Si nécessaire, le gouvernement peut demander à la HAS de modifier ou compléter les contenus, afin de répondre à de nouveaux enjeux sanitaires.

👉 Les modalités d’application de ces évolutions en cours de cycle restent toutefois imprécises.

L’État : centraliser le suivi via Ma Certif’Pro Santé

L’État assure le recueil des preuves de suivi grâce au téléservice Ma Certif’Pro Santé.
Cette plateforme nationale vise à :

  • enregistrer les actions réalisées,
  • stocker les justificatifs,
  • visualiser l’avancement de chaque professionnel.

👉 En pratique, la nature exacte des preuves exigées, leur format et leur compatibilité avec le DPC ou les démarches locales d’EPP ne sont pas encore clairement établis.

Les ordres professionnels : contrôler et accompagner

Les conseils nationaux des ordres, en particulier le Conseil national de l’Ordre des médecins, sont responsables du contrôle du respect des obligations.

Ils peuvent :

  • contacter les professionnels n’ayant pas validé leur certification,
  • demander des éléments justificatifs,
  • proposer des solutions de mise en conformité,
  • et, en dernier recours, engager une procédure disciplinaire.

L’approche se veut progressive et pédagogique, même si les critères concrets de déclenchement des contrôles restent à préciser.


Les quatre piliers de la certification périodique

La certification périodique repose sur quatre dimensions complémentaires, qui couvrent l’ensemble de l’exercice professionnel.

1. Mise à jour des connaissances

Actualisation des recommandations, formations et évolution des compétences.

2. Évaluation des pratiques professionnelles (EPP)

Audits, démarches qualité, indicateurs et analyse réflexive de la pratique.

3. Relation avec le patient

Communication, information, décision partagée et qualité de la relation de soin.

4. Santé du professionnel de santé

Prévention de l’épuisement, santé mentale et conditions d’exercice.

👉 Les textes ne précisent pas encore :

  • quelles actions permettront de valider chaque pilier,
  • si certaines actions pourront compter pour plusieurs piliers,
  • quels seront les seuils minimaux requis.

Un calendrier connu, des modalités financières absentes

Le rythme de validation est désormais fixé :

  • Piliers 1 et 2 : à valider tous les 3 ans, selon une logique proche du DPC.
  • Piliers 3 et 4 : à valider tous les 6 ans.

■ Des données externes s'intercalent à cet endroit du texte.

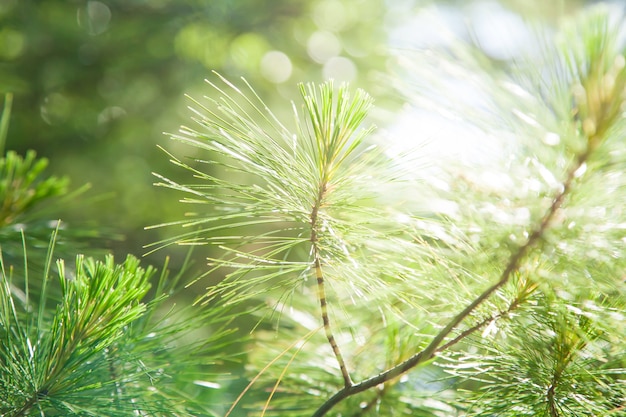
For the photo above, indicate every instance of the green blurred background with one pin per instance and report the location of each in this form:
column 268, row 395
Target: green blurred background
column 96, row 83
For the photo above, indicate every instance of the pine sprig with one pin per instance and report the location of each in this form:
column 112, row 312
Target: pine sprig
column 99, row 349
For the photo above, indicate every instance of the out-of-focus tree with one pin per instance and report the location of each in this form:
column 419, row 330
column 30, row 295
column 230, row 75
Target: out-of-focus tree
column 97, row 82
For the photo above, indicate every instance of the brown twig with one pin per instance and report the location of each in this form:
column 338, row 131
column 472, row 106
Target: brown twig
column 434, row 346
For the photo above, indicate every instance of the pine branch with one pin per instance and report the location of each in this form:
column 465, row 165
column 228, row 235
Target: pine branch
column 596, row 103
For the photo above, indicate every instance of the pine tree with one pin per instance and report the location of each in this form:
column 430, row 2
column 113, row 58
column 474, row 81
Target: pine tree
column 377, row 280
column 435, row 288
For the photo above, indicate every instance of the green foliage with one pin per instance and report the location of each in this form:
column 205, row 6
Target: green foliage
column 104, row 348
column 374, row 279
column 506, row 274
column 22, row 188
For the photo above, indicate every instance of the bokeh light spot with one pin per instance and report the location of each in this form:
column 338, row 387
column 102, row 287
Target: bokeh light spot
column 340, row 69
column 322, row 46
column 276, row 67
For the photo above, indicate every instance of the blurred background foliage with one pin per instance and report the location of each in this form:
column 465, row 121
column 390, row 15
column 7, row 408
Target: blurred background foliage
column 96, row 83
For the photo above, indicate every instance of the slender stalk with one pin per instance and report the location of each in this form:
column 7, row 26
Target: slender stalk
column 321, row 291
column 434, row 346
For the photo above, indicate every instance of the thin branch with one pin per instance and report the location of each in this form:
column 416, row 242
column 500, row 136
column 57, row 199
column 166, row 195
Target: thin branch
column 321, row 291
column 434, row 346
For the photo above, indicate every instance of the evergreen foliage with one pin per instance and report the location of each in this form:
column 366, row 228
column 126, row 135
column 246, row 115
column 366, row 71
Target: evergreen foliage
column 375, row 281
column 382, row 274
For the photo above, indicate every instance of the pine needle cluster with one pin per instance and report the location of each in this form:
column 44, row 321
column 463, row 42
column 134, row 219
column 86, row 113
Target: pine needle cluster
column 392, row 287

En revanche, le financement demeure une inconnue majeure :

  • quelles actions seront financées,
  • par quels dispositifs,
  • avec quels plafonds,
  • et comment s’articuleront DPC, CPP et formations hors DPC.

Diplômés récents : un régime transitoire étendu

Les professionnels de santé diplômés après 2023 bénéficient d’un délai spécifique :
➡️ 9 ans pour valider leur première certification périodique complète.

Un délai pensé pour accompagner la montée en charge du dispositif, à condition que les règles opérationnelles soient précisées suffisamment tôt.


Conclusion : un cadre réglementaire clair, une mise en œuvre à préciser

Les deux décrets récemment publiés rendent la certification périodique incontournable sur le plan réglementaire.
La gouvernance est définie, le contrôle est organisé et les responsabilités sont identifiées.

Mais pour les professionnels de santé, l’essentiel reste à construire :
des règles simples, des parcours lisibles, des financements clairs et une charge administrative proportionnée.

La réussite de la certification périodique dépendra désormais de sa capacité à devenir un outil utile d’amélioration des pratiques, plutôt qu’une contrainte supplémentaire déconnectée du terrain.